Getting The Right Heating Oil For Your Furnace And Weather Conditions
Buying heating oil for your home heating system does not have to be complicated, but there are some things you may want to consider when you are ready for a heating oil delivery. There are some differences in the heating oil offered by many companies, and there are some variables that play a role in what you should use in your furnace or boiler.
Heating Oil Grades
When you are considering heating oil for your home, you need to understand a couple of things. The most common heating oil for residential heating is #2 heating oil and is very similar to diesel fuel, but the refining process is a little different between the two, so the heating oil burns cleaner and more efficiently.
There is a lower grade heating oil available for some uses, but it is not recommended in residential applications. The oil is not as clean and pure, so it is typically limited to equipment and commercial boilers.

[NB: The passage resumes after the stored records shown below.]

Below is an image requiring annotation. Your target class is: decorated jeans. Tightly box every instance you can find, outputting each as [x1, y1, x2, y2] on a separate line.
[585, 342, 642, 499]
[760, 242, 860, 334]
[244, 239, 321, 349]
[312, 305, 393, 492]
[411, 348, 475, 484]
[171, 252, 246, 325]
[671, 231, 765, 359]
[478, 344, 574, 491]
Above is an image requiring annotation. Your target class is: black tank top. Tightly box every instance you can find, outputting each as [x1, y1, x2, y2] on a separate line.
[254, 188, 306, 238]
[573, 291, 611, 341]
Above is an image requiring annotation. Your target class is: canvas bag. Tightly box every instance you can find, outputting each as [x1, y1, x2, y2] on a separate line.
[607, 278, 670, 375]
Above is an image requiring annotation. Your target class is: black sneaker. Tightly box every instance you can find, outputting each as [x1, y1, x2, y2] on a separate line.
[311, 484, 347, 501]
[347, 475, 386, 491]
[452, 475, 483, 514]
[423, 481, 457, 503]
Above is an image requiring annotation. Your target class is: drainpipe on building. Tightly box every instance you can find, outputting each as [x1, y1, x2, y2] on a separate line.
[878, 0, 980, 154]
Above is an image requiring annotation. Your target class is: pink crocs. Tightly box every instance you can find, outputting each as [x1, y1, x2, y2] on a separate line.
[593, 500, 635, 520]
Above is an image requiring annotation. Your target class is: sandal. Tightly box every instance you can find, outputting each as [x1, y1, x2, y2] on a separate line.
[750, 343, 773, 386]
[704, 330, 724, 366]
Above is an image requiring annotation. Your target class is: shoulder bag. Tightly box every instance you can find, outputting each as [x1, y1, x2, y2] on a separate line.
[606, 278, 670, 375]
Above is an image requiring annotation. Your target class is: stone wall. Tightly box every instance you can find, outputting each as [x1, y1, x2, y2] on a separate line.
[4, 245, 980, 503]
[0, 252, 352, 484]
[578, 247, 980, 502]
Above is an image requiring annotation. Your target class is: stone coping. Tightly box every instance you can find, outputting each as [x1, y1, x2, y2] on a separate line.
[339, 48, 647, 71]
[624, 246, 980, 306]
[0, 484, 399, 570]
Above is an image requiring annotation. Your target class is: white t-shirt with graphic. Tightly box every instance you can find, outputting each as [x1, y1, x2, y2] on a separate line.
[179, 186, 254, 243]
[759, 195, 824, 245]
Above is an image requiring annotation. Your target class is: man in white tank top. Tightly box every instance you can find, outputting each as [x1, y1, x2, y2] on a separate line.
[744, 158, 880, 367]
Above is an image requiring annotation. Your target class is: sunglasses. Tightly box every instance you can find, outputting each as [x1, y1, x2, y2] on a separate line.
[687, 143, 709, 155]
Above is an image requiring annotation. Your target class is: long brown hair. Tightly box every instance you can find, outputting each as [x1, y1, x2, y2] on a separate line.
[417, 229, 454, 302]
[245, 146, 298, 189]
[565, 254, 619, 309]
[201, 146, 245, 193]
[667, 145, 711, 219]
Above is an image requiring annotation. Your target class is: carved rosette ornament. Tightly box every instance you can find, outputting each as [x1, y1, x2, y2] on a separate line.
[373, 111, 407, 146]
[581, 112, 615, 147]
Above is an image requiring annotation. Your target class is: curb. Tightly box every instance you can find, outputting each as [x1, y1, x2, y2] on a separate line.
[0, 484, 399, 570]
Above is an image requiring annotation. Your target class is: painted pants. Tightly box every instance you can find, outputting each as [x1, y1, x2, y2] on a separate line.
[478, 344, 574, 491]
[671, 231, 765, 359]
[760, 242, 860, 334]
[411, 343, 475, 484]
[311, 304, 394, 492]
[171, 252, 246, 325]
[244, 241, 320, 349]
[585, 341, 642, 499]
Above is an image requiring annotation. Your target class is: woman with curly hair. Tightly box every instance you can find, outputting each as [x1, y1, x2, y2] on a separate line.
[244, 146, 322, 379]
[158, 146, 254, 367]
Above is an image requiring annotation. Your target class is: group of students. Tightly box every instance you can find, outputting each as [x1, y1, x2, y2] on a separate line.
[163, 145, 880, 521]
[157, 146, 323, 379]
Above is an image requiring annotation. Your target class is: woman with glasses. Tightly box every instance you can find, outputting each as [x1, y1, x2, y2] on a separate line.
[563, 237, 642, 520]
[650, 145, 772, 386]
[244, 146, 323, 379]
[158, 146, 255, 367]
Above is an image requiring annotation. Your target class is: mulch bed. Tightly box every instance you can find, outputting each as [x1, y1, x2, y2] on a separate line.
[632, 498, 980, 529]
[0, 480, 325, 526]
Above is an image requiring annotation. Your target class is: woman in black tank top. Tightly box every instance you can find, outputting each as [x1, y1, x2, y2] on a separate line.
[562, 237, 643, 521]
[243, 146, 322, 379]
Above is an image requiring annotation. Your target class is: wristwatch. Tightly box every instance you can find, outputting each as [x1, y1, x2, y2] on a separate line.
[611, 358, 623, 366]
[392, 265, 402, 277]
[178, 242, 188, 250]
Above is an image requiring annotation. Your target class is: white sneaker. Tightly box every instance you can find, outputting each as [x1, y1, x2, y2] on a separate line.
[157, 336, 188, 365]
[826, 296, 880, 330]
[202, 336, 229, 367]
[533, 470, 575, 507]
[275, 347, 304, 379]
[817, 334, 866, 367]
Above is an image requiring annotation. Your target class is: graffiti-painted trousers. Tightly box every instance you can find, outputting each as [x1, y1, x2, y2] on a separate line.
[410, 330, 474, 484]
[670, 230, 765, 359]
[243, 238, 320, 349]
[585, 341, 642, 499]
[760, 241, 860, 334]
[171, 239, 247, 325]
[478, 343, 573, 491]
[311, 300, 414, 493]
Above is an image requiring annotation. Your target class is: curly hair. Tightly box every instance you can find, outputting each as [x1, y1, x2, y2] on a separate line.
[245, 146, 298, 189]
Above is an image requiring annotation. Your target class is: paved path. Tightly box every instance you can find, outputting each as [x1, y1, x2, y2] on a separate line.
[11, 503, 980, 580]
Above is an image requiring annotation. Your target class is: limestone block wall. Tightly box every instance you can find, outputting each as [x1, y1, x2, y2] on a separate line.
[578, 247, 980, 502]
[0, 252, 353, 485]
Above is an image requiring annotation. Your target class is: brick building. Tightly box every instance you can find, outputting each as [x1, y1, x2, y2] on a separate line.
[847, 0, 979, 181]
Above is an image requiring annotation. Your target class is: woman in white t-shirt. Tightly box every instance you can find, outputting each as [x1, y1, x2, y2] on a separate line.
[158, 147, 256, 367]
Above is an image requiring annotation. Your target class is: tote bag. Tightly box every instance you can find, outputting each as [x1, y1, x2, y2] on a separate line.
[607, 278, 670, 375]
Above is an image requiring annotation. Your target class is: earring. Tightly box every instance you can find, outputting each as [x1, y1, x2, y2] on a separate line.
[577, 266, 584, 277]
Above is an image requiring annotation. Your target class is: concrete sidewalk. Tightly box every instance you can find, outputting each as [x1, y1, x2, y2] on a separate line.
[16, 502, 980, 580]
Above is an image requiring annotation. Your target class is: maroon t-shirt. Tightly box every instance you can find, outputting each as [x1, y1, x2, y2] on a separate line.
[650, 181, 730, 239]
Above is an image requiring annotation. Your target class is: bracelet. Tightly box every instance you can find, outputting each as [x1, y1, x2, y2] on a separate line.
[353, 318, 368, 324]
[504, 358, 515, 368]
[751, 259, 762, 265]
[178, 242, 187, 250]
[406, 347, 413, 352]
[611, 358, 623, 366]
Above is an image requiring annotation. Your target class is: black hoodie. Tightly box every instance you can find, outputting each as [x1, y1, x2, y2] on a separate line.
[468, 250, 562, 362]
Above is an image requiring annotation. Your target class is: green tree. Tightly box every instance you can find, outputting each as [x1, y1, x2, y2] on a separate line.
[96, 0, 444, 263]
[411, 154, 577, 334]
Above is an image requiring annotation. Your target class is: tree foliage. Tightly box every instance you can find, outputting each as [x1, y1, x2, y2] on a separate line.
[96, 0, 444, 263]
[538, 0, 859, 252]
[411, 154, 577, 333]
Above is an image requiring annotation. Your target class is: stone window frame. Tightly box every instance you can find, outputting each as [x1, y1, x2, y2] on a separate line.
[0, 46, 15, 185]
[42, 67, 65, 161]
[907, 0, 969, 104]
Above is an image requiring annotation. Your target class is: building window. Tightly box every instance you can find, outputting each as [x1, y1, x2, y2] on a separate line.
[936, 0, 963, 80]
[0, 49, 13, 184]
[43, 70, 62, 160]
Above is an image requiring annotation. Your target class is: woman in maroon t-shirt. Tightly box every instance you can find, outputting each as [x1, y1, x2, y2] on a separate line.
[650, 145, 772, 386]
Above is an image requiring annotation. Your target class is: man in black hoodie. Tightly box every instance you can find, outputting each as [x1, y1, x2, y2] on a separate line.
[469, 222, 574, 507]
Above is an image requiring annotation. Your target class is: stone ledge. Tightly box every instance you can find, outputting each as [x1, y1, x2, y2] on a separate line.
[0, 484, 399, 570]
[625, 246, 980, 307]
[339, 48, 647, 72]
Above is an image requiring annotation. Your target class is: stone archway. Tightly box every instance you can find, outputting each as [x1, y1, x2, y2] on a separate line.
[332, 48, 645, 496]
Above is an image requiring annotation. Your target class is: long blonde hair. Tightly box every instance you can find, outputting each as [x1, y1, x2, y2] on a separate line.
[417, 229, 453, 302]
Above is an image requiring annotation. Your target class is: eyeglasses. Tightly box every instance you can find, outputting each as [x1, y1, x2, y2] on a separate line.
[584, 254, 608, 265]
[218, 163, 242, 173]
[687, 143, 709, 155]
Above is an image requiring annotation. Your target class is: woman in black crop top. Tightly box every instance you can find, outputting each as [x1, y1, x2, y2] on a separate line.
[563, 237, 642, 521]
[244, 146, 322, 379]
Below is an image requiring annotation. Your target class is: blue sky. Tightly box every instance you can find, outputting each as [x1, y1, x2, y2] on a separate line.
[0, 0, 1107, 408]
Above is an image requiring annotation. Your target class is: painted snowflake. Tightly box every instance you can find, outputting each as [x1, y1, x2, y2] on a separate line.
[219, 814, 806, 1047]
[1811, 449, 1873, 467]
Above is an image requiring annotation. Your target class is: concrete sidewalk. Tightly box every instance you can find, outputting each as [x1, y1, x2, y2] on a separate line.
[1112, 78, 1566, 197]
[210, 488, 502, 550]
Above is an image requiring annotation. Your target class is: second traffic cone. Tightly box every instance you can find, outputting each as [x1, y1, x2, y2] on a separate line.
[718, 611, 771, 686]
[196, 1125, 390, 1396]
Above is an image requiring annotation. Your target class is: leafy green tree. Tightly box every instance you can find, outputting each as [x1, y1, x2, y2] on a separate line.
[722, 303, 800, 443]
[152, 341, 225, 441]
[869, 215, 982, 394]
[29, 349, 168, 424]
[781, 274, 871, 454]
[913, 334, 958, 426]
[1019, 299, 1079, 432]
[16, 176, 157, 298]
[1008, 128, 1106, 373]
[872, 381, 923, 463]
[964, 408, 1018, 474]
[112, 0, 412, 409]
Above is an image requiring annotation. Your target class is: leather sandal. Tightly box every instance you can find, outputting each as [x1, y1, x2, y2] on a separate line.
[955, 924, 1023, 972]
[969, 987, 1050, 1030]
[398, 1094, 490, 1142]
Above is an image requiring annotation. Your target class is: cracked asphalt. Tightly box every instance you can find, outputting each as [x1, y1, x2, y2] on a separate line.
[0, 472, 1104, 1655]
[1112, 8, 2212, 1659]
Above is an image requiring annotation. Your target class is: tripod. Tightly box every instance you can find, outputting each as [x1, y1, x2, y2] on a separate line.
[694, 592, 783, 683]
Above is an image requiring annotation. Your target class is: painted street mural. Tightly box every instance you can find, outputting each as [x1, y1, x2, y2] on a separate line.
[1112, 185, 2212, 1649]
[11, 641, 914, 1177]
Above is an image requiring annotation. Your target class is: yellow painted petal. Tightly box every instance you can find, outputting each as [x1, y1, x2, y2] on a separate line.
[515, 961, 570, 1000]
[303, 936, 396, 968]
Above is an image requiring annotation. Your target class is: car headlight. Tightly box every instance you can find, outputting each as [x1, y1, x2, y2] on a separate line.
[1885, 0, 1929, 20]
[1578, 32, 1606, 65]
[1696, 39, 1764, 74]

Kerosene is also considered a heating oil and cleaner than most other oils but is much more expensive, so most homeowners using oil-burning furnaces do not use it as a primary fuel. K1 is in the top tier of heating oil products, but there are some uses for it that can benefit you if your oil tank is outside.
Heating Oil Mixes
Heating oil delivery companies often offer mixes of different oil grades for your home. In most cases, the blends are intended to help preserve the oil in the tank or keep it from gelling in the wintertime. #2 heating oil by itself can thicken in the cold, and if it is cold enough, the oil will turn into a gel-like sludge that will not flow through the fuel filters and lines to the furnace.
A heating oil tank that is outside with no protection from the cold can be a significant issue if the temperatures drop low enough to gel the fuel in it. Adding a mix of kerosene or K1 and #2 heating oil to the tank is the best way to ensure that the fuel does not gel.
There are varying percentages of the mix that a heating oil delivery company will offer, so talk to them about what they recommend for your area before buying winter fuel. If your tank is inside the home, you may not need a mix, or maybe a lower mix percentage is appropriate.
While you do not need a mixed oil in the tank for warmer months, be sure to check the level of oil in the tank as fall sets in so you can have the oil delivery service start blending the fuel for you before the temperatures start to get too cold.